Литмир - Электронная Библиотека
Содержание  
A
A

Представлявший разоблачителя «техники прекрасной», возможно своего земляка-зырянина, философ Каллистрат Жаков объяснял:

«Я от души желаю, дабы Моисей Скороходов дальше нарисовал нам, что испытает он в городе. <…> По нашему мнению, это — литература грядущего, писательство о гибели и торжестве первобытного человека, вступившего в смертельную борьбу с ложными сторонами культуры»[668].
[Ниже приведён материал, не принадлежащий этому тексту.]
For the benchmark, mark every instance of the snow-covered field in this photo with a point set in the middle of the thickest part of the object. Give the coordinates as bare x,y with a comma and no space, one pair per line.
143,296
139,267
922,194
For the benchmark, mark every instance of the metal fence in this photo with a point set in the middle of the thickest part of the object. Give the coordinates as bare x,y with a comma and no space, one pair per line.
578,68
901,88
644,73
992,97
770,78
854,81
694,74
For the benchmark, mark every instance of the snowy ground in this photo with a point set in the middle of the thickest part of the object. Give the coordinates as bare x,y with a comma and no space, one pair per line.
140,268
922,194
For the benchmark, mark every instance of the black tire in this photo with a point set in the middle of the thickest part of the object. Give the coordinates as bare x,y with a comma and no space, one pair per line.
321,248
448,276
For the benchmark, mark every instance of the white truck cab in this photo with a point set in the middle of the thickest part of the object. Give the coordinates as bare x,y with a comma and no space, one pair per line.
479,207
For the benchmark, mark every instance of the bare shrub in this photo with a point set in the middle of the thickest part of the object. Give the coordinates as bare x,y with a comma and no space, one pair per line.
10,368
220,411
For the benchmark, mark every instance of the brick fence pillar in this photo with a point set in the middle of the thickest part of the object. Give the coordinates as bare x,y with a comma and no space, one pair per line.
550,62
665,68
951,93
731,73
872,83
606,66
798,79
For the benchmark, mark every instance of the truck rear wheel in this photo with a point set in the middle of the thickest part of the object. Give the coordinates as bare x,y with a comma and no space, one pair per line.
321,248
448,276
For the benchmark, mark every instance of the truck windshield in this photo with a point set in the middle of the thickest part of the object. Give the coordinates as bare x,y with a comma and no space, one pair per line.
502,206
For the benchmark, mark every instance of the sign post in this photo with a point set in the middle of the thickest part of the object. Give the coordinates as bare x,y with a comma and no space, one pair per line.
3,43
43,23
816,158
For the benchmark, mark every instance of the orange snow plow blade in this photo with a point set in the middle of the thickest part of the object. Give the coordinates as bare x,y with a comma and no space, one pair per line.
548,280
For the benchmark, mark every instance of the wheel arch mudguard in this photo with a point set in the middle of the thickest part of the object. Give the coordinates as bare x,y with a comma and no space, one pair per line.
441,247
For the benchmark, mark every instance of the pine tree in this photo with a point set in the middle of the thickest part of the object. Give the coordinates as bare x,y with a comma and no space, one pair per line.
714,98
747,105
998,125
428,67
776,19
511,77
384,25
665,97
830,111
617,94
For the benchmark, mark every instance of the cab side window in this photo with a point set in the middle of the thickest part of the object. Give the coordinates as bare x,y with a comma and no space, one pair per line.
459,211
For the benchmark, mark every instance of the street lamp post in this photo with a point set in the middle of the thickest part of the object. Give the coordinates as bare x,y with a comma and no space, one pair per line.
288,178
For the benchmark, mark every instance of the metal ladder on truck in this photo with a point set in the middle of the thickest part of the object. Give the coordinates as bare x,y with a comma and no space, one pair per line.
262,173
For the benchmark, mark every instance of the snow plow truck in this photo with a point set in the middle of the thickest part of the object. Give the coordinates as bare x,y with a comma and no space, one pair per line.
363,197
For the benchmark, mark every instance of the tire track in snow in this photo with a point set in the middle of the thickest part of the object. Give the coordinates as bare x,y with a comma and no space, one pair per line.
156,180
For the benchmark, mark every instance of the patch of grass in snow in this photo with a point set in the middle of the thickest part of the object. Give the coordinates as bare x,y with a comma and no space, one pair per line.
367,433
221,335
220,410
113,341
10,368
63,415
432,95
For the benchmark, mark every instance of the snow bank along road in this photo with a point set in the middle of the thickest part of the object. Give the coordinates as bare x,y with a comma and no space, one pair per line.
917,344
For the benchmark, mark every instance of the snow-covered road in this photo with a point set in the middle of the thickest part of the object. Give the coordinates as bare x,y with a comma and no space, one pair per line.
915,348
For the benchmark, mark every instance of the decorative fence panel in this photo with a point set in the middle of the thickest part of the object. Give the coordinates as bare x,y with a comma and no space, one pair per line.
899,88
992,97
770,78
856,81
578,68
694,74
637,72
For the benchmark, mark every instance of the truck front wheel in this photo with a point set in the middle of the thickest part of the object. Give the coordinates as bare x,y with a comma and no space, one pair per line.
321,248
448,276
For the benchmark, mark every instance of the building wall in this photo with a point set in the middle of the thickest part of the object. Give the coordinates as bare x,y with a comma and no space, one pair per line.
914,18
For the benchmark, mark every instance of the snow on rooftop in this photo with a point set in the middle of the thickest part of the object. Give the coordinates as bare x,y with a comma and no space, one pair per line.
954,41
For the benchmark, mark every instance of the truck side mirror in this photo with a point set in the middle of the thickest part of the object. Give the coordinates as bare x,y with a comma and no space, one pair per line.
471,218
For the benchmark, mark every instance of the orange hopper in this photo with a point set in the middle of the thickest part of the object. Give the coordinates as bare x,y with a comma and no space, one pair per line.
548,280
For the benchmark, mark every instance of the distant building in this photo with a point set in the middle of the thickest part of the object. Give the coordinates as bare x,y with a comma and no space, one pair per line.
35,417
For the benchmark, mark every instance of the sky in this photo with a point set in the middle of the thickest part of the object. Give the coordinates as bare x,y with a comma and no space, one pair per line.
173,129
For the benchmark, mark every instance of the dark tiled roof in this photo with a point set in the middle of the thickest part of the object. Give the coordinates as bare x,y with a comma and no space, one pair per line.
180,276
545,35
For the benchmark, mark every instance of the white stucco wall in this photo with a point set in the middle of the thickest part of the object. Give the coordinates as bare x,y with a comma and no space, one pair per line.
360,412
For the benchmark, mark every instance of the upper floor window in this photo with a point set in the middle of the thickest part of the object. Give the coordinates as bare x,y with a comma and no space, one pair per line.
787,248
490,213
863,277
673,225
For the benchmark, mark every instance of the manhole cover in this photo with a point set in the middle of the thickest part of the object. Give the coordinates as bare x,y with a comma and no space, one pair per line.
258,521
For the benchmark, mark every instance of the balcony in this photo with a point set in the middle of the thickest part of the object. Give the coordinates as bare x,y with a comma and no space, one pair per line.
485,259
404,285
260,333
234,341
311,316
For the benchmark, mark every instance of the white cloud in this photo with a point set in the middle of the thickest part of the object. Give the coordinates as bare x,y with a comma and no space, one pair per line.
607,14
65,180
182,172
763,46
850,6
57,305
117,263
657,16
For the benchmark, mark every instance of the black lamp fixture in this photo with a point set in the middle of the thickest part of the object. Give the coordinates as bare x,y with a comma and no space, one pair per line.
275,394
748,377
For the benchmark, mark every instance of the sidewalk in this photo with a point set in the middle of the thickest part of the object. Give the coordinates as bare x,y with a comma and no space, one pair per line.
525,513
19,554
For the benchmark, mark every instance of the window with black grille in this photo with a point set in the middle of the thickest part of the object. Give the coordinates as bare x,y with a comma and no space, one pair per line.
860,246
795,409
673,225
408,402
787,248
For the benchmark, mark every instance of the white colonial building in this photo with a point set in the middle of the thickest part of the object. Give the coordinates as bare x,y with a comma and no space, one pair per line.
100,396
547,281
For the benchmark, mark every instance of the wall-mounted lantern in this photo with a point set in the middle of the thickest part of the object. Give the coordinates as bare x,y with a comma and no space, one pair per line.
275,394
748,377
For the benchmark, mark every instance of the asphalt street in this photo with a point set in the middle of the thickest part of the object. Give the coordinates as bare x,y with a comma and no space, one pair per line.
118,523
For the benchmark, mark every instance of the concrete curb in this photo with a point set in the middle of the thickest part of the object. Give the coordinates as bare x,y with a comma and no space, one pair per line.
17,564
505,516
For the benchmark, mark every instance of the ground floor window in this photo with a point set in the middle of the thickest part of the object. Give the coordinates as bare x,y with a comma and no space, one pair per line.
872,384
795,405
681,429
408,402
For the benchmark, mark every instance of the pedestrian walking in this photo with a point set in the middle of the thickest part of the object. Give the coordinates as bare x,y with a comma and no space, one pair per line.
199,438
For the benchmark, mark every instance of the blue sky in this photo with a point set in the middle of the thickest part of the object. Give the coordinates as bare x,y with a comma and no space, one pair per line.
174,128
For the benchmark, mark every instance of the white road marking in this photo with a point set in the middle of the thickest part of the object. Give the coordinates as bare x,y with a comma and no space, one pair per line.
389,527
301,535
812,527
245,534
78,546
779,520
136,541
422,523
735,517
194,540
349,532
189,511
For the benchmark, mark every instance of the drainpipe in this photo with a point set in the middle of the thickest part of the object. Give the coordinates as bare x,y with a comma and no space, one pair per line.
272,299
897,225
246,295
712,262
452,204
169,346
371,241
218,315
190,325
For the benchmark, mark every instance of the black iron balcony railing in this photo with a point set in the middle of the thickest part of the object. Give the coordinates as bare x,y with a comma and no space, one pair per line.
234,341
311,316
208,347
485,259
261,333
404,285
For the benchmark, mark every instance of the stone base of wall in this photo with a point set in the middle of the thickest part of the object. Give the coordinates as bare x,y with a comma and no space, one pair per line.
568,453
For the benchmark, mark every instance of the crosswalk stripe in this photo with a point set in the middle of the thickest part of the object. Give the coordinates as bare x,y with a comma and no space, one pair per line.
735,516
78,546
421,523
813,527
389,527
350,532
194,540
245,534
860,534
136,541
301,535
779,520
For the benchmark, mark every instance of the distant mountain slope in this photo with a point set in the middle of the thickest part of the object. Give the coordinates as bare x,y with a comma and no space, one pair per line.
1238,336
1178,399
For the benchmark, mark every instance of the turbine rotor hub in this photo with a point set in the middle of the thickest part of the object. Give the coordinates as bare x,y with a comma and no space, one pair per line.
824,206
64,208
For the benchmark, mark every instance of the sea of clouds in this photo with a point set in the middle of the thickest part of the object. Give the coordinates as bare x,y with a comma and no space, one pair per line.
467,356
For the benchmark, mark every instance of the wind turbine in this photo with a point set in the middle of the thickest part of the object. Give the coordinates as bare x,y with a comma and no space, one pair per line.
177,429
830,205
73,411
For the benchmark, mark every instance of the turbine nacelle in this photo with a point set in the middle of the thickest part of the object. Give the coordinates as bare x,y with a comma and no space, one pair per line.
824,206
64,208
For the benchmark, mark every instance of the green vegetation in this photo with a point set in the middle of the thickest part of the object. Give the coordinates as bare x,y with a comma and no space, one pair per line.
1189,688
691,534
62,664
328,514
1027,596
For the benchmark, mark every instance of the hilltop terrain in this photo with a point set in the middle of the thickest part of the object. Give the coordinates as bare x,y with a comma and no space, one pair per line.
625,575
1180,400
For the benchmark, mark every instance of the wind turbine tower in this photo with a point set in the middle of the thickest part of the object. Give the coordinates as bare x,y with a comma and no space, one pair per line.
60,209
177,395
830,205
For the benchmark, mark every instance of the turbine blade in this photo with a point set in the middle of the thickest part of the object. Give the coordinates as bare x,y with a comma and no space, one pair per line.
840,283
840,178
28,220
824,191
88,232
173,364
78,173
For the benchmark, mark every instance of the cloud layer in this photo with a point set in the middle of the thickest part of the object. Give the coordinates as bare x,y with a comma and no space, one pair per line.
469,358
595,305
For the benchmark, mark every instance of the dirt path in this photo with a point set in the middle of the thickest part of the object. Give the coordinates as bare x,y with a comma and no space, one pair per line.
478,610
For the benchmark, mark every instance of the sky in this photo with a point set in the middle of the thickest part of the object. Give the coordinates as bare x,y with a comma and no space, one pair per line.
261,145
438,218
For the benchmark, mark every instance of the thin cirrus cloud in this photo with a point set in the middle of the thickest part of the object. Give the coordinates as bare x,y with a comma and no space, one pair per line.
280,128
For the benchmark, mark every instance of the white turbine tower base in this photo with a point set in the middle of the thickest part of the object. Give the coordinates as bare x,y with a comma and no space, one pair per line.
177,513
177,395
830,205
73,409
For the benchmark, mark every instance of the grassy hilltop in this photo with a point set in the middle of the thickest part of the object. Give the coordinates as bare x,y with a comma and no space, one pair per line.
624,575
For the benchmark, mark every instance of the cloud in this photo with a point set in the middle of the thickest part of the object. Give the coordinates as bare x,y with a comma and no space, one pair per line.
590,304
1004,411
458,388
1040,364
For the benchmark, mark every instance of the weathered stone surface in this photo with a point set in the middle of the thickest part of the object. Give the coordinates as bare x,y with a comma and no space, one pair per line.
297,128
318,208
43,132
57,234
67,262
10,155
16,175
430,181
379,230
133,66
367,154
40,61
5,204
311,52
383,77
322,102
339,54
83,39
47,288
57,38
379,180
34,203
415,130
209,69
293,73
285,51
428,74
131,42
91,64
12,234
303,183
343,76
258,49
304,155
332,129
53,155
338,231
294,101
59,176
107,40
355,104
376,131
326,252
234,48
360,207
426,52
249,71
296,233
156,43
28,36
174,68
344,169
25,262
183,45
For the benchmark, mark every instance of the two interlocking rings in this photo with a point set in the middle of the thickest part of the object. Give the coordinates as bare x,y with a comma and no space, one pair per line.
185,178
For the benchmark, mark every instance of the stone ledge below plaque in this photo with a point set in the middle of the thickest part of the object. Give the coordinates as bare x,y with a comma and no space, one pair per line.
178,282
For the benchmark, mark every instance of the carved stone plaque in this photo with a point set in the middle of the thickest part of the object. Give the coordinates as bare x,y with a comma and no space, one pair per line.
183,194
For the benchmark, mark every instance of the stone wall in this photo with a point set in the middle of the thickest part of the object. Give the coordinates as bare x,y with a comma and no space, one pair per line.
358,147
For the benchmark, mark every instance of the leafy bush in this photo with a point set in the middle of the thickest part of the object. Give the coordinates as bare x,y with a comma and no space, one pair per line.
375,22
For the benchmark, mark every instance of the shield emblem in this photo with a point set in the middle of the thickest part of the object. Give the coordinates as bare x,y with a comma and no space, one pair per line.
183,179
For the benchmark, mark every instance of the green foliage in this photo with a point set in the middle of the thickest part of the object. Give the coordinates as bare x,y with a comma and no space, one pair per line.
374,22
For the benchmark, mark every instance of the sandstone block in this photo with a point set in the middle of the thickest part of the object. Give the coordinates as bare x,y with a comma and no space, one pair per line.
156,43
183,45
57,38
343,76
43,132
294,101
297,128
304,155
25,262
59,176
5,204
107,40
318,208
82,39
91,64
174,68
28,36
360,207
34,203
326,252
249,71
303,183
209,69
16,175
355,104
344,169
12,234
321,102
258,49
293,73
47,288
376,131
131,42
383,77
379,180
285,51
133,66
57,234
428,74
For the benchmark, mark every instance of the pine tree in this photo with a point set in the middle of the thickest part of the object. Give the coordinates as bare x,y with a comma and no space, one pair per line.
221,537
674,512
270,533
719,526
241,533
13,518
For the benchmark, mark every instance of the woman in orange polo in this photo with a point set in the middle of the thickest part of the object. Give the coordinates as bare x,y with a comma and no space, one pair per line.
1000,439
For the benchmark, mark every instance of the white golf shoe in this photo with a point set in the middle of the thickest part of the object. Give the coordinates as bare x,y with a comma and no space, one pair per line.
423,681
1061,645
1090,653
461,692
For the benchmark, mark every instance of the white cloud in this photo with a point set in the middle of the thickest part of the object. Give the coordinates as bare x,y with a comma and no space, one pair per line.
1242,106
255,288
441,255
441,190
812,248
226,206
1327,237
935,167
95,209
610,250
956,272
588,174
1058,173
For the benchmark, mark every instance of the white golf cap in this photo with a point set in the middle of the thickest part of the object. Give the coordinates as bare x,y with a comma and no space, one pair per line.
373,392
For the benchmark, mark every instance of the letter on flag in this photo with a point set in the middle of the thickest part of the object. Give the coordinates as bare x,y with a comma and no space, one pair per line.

С вердиктом о «машинности» кинематографа, подсказываемым и «с низов», и «с верхов» сомкнувшихся города и деревни[669], горячо спорил известный кинодеятель Никандр Туркин:

«А. Луначарский, говоря в кафе поэтов о поэзии В. Маяковского, обмолвился фразою о кинематографе как „механическом искусстве“. Эта обмолвка (убежден, что случайная) произвела впечатление, как если бы по стеклу провели ножом. Ее особенно неприятно было слышать из уст человека, призванного вершить вопросы искусства, главным образом потому, что очень многие именно так и мыслят кинематограф — как механическое искусство. Они могли и А. Луначарского причислить к своим сторонникам. Вместо того, чтобы открыть глаза слепым, А. Луначарский утверждает их в ложном представлении о кинематографе, в основе которого лежит отнюдь не аппарат, а очень сложное, многообразное, многокрасочное и тонкое искусство: светотворчество»[670].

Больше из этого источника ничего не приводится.